In the next chapter, we'll dive into query languages—specifically Cypher and GSQL—and you'll get hands-on experience writing real graph queries. All the concepts we introduced here (nodes, edges, traversal, pattern matching) will show up again in concrete query syntax.

And you know what? When you see (alice:Person)-[:FRIEND_OF]->(bob) in the next chapter, it won't feel weird anymore. You'll think "Okay, that's a Person node named alice, connected by a FRIEND_OF edge to another Person node named bob." It'll feel natural.

That's the power of repetition and varied examples. The concepts we introduced here will keep showing up throughout the rest of this course, and each time you'll understand them a little better.

Key Takeaways

  1. The Labeled Property Graph model has four components: nodes (entities), edges (relationships), properties (attributes), and labels (categories)

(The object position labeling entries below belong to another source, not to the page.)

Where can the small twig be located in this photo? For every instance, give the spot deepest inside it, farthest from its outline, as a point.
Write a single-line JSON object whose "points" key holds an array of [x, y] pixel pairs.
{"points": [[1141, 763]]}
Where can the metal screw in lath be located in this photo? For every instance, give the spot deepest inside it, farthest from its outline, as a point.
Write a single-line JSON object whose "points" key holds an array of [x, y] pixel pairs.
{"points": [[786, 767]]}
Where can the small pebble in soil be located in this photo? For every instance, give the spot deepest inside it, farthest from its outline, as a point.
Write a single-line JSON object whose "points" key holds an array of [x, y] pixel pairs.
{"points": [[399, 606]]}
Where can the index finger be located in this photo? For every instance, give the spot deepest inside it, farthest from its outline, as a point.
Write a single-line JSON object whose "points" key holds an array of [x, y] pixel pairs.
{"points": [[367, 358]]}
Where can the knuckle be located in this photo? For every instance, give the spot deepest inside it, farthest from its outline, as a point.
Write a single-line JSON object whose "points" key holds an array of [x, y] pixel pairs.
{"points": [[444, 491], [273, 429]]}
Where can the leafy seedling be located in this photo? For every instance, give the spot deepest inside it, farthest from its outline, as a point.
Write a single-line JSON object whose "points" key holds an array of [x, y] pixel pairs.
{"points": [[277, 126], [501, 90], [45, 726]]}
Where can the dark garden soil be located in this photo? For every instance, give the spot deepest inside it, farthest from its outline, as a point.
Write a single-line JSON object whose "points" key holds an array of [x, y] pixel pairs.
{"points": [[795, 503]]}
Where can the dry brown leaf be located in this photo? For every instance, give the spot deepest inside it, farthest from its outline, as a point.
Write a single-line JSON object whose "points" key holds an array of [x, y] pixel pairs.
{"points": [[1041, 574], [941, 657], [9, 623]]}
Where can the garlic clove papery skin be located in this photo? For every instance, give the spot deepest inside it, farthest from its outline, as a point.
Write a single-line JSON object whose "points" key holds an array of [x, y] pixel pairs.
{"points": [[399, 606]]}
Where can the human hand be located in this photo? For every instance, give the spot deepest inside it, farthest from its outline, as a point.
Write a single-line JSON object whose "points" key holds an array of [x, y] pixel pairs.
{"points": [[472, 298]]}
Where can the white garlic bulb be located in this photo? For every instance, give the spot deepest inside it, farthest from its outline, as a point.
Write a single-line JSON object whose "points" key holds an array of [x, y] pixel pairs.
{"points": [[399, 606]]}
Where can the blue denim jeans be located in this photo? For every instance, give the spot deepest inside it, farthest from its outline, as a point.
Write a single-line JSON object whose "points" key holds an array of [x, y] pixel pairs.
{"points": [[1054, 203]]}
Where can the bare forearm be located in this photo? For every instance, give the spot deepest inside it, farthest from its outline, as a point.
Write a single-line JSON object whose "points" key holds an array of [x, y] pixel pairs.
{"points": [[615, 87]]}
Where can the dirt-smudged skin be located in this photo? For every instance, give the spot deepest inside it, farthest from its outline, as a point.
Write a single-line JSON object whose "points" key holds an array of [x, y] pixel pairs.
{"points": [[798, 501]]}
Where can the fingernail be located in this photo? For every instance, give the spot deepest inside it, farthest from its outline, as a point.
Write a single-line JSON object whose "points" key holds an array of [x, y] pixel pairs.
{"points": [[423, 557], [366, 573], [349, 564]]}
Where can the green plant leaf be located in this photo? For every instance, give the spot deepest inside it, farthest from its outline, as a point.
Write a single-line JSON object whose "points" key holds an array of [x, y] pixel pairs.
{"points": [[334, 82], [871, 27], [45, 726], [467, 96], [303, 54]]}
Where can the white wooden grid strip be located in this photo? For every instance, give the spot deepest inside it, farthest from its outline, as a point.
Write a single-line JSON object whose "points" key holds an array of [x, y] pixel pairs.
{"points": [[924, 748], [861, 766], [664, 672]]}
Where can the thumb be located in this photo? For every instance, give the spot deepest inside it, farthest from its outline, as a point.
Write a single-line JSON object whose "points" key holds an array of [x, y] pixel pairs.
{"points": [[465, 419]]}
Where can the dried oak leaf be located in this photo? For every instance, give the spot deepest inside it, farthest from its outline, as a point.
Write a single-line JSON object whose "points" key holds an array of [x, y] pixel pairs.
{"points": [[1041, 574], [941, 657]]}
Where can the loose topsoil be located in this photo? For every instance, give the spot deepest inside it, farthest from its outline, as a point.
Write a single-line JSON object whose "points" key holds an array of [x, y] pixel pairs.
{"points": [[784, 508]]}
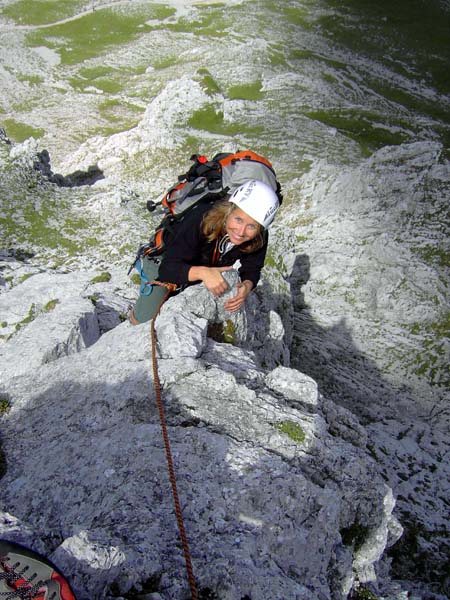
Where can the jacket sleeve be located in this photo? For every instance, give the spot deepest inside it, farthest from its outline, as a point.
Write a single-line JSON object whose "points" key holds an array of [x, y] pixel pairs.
{"points": [[184, 251]]}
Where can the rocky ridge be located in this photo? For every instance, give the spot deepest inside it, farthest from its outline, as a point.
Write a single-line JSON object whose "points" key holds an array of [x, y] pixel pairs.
{"points": [[69, 358]]}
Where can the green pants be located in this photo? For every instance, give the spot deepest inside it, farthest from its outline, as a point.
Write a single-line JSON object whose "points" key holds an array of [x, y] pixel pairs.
{"points": [[150, 296]]}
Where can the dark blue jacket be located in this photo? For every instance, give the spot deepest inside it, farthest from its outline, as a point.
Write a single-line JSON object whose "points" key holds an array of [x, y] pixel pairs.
{"points": [[189, 248]]}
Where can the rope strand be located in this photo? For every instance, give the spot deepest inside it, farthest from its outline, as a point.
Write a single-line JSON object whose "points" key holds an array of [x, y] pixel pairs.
{"points": [[173, 483]]}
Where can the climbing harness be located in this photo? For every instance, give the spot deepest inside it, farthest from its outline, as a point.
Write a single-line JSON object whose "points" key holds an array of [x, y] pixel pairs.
{"points": [[179, 515]]}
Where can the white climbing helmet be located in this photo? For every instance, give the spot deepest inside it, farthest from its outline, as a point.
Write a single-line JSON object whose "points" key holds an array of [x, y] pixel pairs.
{"points": [[257, 200]]}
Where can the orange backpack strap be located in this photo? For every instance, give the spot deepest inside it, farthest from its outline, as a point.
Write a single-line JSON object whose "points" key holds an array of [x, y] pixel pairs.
{"points": [[245, 155]]}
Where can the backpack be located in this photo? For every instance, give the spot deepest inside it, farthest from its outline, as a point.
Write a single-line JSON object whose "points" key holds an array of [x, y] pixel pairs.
{"points": [[206, 181]]}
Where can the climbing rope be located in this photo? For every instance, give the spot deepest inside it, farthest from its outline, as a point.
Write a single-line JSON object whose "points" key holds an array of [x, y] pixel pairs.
{"points": [[170, 288]]}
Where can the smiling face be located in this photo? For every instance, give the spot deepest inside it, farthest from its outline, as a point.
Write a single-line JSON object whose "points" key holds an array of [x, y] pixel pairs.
{"points": [[240, 227]]}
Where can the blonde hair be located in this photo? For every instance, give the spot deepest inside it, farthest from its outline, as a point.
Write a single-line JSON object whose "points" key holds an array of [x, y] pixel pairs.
{"points": [[214, 221]]}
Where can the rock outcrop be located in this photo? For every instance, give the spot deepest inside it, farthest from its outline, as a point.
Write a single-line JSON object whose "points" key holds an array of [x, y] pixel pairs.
{"points": [[279, 495]]}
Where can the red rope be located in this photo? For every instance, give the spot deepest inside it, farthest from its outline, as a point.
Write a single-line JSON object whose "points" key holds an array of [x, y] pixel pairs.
{"points": [[173, 482]]}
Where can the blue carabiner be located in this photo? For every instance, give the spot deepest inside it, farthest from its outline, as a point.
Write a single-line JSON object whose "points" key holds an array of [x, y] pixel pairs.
{"points": [[146, 287]]}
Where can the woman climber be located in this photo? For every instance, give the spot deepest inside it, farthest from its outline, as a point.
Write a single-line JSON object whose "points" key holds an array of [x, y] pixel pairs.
{"points": [[209, 241]]}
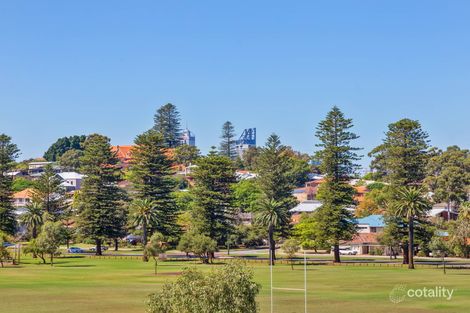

  2. Relationships are first-class citizens in graph databases—they're real, queryable entities with their own properties and identities

  3. Index-free adjacency means nodes store direct pointers to connected nodes, enabling constant-time neighbor access regardless of graph size

  4. Schema flexibility lets you choose: schema-optional for agility and evolution, or schema-enforced for consistency and data quality

  5. Traversal and pattern matching make graph queries intuitive—you describe the structure you're looking for, not how to find it

  6. Multi-hop queries are where graphs shine, maintaining performance even at 5+ hops while RDBMS queries timeout

  7. Validation and rules help maintain data quality as graphs grow, though approaches vary by database

Most importantly: Don't worry if this all feels overwhelming. These concepts will appear again and again throughout this course, in queries, in examples, in case studies. Each repetition will strengthen your understanding. By the end of the course, you'll be thinking in graphs naturally.

Ready for the next step? Chapter 4 awaits, where all this theory becomes practice through actual query languages.


Graph databases ask you to think differently about data, but that difference is actually more natural—it's how you already think about the connected world around you. The learning curve isn't steep; it's just unfamiliar. Give it time, and it'll click.